KEGG pathway enrichment analysis revealed that POL (the active compound under investigation) is implicated in several rheumatoid arthritis (RA)-related signaling pathways, including the PI3K-Akt, TNF, and MAPK cascades, which are critical to the pathogenesis of RA. The PI3K/Akt signaling axis plays a pivotal role in regulating chondrocyte apoptosis and extracellular matrix (ECM) remodeling, processes central to joint degradation in RA [49,50]. Studies have demonstrated that pharmacological inhibition of the PI3K/Akt pathway attenuates osteoarthritis progression and subchondral bone sclerosis, highlighting its therapeutic potential in inflammatory joint diseases [51-54]. TNF-α, a key pro-inflammatory cytokine in RA, drives synovial inflammation and joint destruction. TNF-α blockade remains a cornerstone of RA therapy, as evidenced by the clinical success of biologics such as etanercept and infliximab. Molecular docking studies have revealed that quercetin, a bioactive component of POL, exhibits strong binding affinity to TNF-α, suggesting a mechanism by which POL may exert its anti-inflammatory effects [55,56]. Furthermore, the MAPK/ERK signaling pathway, which is modulated by POL components, plays a critical role in bone regeneration and inflammation resolution.
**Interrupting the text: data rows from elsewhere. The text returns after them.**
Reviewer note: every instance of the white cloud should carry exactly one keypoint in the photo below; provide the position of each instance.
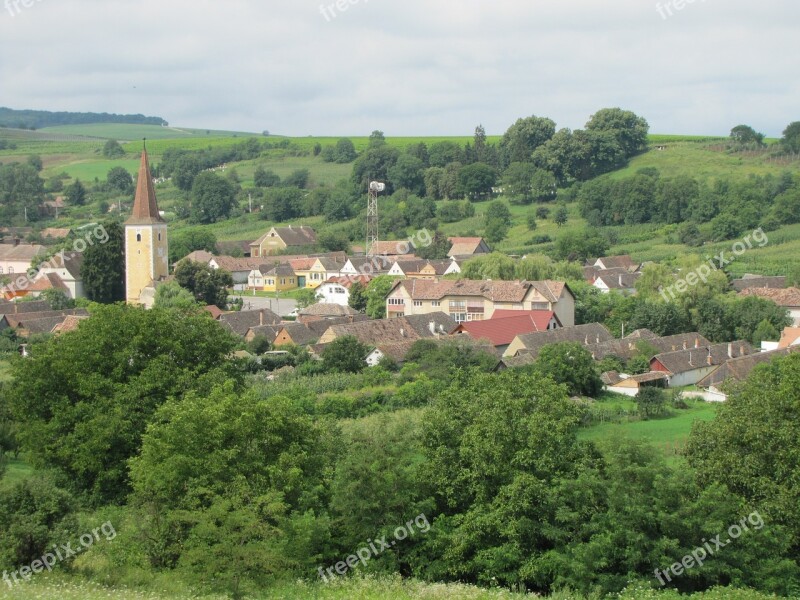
(412, 67)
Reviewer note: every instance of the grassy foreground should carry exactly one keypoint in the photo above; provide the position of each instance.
(367, 588)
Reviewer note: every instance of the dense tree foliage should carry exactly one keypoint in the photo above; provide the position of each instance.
(131, 361)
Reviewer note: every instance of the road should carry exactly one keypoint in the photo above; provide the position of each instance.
(282, 306)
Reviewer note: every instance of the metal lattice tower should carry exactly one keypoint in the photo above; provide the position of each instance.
(372, 217)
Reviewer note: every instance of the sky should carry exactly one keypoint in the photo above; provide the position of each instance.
(410, 67)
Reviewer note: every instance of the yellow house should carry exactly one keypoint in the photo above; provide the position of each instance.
(146, 249)
(278, 239)
(280, 279)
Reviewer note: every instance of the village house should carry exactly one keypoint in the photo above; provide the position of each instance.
(240, 322)
(16, 258)
(788, 298)
(385, 331)
(423, 269)
(506, 325)
(530, 344)
(278, 239)
(470, 300)
(617, 279)
(467, 247)
(629, 385)
(738, 369)
(327, 310)
(336, 290)
(687, 367)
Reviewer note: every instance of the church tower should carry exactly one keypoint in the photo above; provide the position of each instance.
(146, 249)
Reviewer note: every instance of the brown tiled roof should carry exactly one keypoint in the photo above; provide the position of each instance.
(268, 331)
(789, 336)
(758, 282)
(788, 297)
(323, 309)
(26, 252)
(394, 248)
(71, 323)
(15, 308)
(684, 361)
(145, 207)
(623, 261)
(593, 333)
(464, 246)
(240, 322)
(300, 334)
(300, 235)
(738, 369)
(71, 261)
(55, 233)
(396, 330)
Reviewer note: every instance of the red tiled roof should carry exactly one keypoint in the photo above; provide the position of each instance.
(500, 332)
(145, 207)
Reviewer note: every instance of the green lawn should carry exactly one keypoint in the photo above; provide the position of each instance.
(669, 433)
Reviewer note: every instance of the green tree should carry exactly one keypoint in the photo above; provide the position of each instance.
(112, 149)
(629, 129)
(407, 173)
(744, 134)
(495, 266)
(306, 297)
(521, 139)
(571, 364)
(208, 286)
(131, 360)
(345, 355)
(213, 197)
(185, 241)
(263, 178)
(358, 297)
(476, 181)
(791, 137)
(377, 291)
(752, 445)
(103, 267)
(120, 179)
(172, 295)
(76, 193)
(561, 216)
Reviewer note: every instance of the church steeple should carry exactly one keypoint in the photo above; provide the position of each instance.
(145, 207)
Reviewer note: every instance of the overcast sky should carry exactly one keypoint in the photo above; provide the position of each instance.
(407, 67)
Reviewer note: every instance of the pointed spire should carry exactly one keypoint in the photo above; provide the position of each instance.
(145, 207)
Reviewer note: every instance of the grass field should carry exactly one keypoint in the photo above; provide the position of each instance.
(669, 433)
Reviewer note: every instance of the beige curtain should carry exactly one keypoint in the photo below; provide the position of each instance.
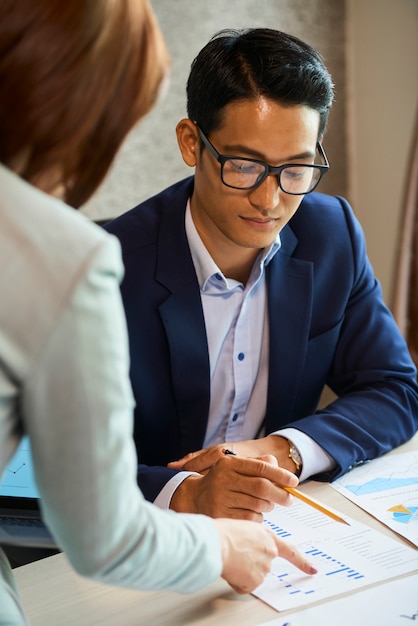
(405, 305)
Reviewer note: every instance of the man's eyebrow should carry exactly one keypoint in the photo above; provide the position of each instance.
(238, 149)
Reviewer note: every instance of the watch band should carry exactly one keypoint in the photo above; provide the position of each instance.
(295, 456)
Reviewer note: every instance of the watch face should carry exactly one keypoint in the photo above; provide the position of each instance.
(294, 454)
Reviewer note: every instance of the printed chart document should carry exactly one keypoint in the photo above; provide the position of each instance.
(390, 604)
(348, 558)
(387, 488)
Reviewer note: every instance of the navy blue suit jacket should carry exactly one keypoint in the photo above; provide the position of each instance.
(328, 325)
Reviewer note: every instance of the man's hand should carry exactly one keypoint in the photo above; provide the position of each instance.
(233, 487)
(202, 460)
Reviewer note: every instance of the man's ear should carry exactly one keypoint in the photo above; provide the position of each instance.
(188, 140)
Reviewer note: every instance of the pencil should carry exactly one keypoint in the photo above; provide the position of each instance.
(307, 499)
(315, 504)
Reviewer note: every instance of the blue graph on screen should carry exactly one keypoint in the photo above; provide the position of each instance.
(18, 478)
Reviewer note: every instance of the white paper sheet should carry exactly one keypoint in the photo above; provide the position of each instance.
(348, 558)
(389, 604)
(387, 488)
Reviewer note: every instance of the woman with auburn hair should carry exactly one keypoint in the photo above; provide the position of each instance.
(75, 77)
Activation of MAPK/ERK signaling has been shown to promote osteoblast differentiation and bone formation, while its dysregulation contributes to inflammatory responses in RA [57,58]. MiR-133a can regulate the MAPK/ERK signaling pathway to rescue glucocorticoid induced bone loss [59,60]. These findings collectively position POL as a polypharmacological agent capable of simultaneously targeting multiple pathological pathways, including inflammation, apoptosis, and metabolic dysregulation, thereby offering a holistic and multi-targeted approach to RA management.
Conclusion
This study delineates POL’s anti-RA mechanisms through network pharmacology and molecular docking, emphasizing its multi-target synergy against TNF-α, IL-6, and PI3K/Akt pathways. While promising, further in vivo validation and clinical trials are warranted to translate these insights into therapeutic applications.
Notes
The authors declare no competing financial interest.